Dr. Sievert, in turn, opined that Plaintiff's bipolar disorder results in a number of marked and moderate limitations in the categories of Understanding and Memory, and Sustained Concentration and Persistence. (AR 1757). He also noted that Plaintiff has moderate limitations in her ability to accept instructions and respond appropriately to criticism from supervisors, get along appropriately with coworkers, and maintain socially appropriate behavior. (AR 1758).
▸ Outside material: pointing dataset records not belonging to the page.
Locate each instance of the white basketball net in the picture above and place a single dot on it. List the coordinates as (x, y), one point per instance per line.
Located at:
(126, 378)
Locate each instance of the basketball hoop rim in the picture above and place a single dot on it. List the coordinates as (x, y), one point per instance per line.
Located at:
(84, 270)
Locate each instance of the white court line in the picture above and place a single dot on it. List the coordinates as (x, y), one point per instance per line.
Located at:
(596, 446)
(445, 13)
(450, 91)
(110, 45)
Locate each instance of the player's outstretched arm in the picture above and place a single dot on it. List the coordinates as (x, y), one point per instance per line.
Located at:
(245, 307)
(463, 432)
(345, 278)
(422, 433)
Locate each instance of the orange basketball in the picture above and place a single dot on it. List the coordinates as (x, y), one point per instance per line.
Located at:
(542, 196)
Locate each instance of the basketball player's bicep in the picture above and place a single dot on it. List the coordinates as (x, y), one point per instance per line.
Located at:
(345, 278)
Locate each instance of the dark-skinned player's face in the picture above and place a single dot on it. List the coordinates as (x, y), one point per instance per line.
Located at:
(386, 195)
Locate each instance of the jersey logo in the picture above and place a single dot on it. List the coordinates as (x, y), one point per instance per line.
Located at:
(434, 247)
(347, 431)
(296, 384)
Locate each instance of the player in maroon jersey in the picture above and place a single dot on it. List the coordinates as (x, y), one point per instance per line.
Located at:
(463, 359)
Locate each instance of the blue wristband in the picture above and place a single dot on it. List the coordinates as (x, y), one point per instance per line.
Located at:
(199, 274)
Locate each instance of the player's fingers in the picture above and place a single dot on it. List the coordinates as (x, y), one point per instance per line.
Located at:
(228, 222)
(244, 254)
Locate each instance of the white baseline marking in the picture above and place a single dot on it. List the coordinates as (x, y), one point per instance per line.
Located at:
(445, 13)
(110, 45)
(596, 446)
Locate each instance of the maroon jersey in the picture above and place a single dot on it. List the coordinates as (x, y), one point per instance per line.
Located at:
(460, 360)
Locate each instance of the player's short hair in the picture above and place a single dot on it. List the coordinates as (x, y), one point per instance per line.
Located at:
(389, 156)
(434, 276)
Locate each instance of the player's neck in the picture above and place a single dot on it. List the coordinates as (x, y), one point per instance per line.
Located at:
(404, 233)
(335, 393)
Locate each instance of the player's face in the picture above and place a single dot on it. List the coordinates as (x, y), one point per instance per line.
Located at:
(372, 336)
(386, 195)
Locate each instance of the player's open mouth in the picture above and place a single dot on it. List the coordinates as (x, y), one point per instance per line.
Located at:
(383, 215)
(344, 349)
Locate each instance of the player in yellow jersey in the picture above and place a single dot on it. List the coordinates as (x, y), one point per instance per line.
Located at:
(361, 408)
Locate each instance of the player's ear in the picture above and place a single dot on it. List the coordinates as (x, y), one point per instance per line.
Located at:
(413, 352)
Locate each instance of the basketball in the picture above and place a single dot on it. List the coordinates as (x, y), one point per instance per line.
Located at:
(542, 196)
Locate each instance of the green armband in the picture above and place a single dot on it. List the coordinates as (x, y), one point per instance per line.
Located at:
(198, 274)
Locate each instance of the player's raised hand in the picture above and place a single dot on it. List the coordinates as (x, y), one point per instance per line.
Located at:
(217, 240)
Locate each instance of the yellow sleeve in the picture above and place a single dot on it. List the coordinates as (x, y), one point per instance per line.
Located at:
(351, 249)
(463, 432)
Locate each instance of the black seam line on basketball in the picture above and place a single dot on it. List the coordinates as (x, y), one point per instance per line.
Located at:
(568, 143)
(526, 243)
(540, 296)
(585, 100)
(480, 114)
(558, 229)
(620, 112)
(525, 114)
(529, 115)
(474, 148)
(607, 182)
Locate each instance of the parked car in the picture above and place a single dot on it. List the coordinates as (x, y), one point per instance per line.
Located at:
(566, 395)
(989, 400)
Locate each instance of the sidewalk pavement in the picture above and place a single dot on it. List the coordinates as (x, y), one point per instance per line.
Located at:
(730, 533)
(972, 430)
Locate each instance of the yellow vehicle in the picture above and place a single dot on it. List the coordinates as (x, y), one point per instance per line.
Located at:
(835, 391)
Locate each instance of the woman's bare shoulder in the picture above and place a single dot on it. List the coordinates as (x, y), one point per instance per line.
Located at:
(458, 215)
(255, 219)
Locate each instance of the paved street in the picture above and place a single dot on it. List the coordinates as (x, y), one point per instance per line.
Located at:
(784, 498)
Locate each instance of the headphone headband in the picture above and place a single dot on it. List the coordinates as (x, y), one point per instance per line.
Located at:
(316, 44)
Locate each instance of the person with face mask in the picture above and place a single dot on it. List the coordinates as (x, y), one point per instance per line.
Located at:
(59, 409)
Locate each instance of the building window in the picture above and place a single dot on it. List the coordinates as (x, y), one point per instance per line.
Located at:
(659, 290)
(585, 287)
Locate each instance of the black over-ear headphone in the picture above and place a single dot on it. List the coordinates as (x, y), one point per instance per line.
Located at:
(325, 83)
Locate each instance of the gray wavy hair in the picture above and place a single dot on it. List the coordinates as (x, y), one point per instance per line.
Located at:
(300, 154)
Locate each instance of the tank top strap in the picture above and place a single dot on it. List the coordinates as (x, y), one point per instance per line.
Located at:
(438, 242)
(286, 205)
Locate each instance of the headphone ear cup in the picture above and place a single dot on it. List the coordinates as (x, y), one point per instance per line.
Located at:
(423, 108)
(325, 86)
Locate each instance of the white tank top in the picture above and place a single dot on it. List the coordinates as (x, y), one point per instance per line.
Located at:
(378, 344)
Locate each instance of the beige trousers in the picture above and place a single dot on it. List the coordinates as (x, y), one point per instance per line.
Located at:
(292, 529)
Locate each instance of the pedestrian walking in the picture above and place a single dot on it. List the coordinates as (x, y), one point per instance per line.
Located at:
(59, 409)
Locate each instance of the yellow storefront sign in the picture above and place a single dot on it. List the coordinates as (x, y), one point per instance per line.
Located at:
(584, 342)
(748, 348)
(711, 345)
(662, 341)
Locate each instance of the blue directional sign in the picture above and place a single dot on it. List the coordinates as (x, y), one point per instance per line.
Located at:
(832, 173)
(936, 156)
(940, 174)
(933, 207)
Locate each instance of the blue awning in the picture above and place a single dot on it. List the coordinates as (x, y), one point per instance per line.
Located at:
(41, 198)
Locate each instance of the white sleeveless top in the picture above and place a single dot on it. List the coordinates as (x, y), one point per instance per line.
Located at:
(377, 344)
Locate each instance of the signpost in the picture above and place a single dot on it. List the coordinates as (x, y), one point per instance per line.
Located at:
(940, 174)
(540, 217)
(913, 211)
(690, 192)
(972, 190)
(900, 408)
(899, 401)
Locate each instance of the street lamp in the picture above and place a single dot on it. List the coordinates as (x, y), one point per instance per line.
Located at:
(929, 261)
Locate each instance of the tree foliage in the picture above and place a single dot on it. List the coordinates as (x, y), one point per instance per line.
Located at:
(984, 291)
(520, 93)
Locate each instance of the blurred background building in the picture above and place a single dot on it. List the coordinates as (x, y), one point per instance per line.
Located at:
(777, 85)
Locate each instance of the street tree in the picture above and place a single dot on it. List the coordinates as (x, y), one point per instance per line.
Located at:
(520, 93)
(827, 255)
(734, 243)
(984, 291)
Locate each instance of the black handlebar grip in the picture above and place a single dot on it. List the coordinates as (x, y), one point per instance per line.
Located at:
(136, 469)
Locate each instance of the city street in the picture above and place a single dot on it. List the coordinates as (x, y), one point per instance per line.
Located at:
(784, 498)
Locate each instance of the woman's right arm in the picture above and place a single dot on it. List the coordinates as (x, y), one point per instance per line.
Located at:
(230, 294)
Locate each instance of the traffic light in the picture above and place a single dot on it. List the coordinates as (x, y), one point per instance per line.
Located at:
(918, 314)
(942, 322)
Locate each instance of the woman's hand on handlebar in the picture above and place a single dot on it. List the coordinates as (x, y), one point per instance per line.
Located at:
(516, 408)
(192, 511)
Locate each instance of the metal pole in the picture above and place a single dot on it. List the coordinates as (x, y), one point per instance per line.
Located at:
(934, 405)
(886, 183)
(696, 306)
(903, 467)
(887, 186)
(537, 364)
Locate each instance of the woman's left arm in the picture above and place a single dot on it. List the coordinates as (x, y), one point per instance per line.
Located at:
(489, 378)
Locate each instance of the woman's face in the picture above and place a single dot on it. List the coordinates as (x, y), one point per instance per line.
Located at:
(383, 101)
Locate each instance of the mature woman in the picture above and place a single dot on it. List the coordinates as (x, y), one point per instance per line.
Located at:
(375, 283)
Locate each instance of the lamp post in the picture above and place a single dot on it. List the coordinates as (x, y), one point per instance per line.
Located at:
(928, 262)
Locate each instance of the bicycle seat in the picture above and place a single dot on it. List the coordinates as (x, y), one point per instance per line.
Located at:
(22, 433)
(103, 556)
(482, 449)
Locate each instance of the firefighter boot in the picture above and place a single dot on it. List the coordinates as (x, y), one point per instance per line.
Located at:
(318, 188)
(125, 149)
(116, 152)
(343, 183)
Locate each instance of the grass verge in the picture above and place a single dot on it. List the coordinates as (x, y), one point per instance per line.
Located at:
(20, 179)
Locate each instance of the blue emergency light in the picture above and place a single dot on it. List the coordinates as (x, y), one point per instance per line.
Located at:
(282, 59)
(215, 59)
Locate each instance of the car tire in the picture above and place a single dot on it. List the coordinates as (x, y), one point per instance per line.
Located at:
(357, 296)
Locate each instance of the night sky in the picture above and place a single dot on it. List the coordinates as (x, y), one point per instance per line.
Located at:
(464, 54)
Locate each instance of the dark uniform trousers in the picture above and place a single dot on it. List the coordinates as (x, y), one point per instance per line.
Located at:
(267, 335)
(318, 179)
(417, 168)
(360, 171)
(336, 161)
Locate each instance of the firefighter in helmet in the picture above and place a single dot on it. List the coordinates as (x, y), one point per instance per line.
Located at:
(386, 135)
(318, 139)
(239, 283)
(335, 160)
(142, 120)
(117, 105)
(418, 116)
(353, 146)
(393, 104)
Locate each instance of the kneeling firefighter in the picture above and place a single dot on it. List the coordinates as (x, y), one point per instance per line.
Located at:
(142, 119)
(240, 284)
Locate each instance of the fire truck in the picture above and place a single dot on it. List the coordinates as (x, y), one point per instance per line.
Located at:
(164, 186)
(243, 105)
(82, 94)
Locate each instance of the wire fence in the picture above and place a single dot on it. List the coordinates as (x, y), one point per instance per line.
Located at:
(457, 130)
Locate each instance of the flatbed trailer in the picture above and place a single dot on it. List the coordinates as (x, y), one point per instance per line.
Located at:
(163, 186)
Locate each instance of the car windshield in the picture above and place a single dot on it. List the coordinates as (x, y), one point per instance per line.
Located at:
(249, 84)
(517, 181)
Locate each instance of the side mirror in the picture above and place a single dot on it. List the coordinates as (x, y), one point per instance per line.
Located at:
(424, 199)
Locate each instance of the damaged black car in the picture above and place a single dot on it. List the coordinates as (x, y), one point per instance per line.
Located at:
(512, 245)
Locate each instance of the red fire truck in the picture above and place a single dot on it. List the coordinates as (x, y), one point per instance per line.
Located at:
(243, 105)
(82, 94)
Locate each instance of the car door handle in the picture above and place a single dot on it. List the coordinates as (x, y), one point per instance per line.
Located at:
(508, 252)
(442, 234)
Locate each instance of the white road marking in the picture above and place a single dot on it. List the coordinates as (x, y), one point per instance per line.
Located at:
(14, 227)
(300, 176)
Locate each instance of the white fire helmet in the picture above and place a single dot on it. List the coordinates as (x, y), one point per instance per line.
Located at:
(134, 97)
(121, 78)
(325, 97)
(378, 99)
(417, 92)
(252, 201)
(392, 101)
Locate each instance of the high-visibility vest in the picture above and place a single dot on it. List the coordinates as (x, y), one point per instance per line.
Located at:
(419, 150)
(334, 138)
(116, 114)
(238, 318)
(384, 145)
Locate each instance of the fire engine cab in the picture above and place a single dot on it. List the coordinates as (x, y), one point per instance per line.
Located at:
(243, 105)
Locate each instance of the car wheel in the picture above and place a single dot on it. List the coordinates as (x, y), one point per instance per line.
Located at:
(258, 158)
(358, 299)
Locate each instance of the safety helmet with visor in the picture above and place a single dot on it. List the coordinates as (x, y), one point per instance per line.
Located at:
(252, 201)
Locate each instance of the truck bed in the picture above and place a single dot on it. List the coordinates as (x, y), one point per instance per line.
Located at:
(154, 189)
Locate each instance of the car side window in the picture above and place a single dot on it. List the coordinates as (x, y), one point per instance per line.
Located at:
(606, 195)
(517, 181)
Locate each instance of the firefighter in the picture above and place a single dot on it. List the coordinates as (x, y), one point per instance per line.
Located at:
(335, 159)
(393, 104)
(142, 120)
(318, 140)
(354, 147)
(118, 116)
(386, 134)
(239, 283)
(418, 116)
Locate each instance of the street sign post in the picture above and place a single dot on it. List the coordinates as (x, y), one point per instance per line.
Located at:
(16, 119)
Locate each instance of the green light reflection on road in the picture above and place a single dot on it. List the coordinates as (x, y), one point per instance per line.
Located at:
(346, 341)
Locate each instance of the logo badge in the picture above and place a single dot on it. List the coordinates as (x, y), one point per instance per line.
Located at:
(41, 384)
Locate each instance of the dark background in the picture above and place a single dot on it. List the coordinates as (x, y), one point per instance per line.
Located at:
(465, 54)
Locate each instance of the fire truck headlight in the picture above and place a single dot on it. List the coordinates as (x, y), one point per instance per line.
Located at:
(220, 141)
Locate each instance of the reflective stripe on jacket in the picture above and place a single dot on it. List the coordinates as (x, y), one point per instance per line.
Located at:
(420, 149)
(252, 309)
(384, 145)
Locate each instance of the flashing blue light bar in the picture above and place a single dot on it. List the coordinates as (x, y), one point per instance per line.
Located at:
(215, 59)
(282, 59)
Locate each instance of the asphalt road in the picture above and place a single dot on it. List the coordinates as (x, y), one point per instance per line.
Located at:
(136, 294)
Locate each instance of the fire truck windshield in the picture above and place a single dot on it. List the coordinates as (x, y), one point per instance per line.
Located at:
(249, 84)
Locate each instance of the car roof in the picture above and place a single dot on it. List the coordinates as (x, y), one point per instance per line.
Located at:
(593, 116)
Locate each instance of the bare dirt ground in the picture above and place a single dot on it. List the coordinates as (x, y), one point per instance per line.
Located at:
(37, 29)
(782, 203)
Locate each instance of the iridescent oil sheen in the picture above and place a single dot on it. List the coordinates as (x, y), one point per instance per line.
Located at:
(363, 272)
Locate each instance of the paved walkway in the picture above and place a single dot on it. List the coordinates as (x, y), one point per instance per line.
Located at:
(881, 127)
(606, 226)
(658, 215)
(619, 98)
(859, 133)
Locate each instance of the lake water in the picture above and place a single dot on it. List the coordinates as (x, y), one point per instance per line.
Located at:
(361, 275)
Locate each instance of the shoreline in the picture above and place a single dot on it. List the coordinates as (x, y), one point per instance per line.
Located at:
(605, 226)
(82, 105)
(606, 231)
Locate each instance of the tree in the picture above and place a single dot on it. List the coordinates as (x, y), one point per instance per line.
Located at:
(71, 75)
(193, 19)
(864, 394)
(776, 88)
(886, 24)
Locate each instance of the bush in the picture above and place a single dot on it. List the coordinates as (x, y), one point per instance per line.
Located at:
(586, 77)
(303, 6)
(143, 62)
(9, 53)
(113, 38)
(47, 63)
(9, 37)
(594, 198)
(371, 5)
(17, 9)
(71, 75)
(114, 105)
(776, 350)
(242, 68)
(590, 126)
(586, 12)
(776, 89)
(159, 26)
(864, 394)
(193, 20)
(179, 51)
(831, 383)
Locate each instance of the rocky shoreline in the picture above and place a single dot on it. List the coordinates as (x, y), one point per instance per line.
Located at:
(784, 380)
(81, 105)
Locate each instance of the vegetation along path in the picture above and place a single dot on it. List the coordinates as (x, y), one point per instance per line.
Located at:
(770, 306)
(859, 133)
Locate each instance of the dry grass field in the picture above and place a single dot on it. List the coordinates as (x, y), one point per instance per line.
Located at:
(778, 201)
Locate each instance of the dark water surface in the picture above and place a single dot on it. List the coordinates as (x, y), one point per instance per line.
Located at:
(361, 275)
ALJ Farris gave Dr. Sievert's opinion "limited weight," stating that the doctor's findings regarding Plaintiff's social limitations were "inconsistent" and that his opinion "is contrary to the benign mental-status exams in his own treatment notes." (AR 617).
At face value, the ALJ's findings in terms of the consistency and supportability of the evidence may appear to be sufficient reasons to discount the doctors' opinions. See 20 C.F.R. § 404.1527(c)(2)(i)-(c)(6). However, a closer look at the evidence reveals that the ALJ failed to consider the basis for the limitations the doctors identified. Most troubling is the fact that ALJ Farris classified Plaintiff's MRI results as "modest radiological findings," whereas Dr. Marron found that the results create limitations in Plaintiff's upper extremity functioning. Here, the Court can only conclude that the ALJ substituted her own judgment for that of the doctor's medical opinion. This the ALJ cannot do. See Hamlin v. Barnhart, 365 F.3d 1208, 1221 (10th Cir. 2004) ("An ALJ is not free to substitute his own medical opinion for that of a disability claimant's treating doctors.").
Similarly, ALJ Farris did not discuss Dr. Sievert's assessment regarding the effects of Plaintiff's bipolar disorder.
Plaintiff's second argument challenges the ALJ's treatment of opinion evidence provided by state agency non-examining psychologist, Dr. Gucker. At the initial level of review, Dr. Gucker completed a Mental Residual Functional Capacity Assessment and determined that Plaintiff has the RFC to "understand, remember, and carry out simple instructions, attend and concentrate sufficient to complete a routine work day without significant interruptions from psychologically-based symptoms, exercise reasonable judgment, [and] interact appropriately with coworkers, supervisors and the general public on an incidental basis." (AR 719). Plaintiff claims that ALJ Farris failed to reference Dr. Gucker's assessment anywhere in her discussion of the evidence. (Doc. 16, p. 16).
Contrary to Plaintiff's contention, ALJ Farris did note that "[a]t the initial state level, medical consultants found the claimant capable of. . . . understanding simple instructions and functioning in a setting where contact with co-workers/supervisors is limited." (AR 612). She then gave this evidence "moderate weight" finding it "[l]argely consistent with the record." (AR 618). Although the ALJ does not name the initial level medical consultants, it is clear that Dr. Gucker is included in this classification. See, e.g., AR 719. Consequently, the Court cannot find merit in Plaintiff's claim that ALJ Farris "ignored [Dr. Gucker's] opinion." (Doc. 16, p.1).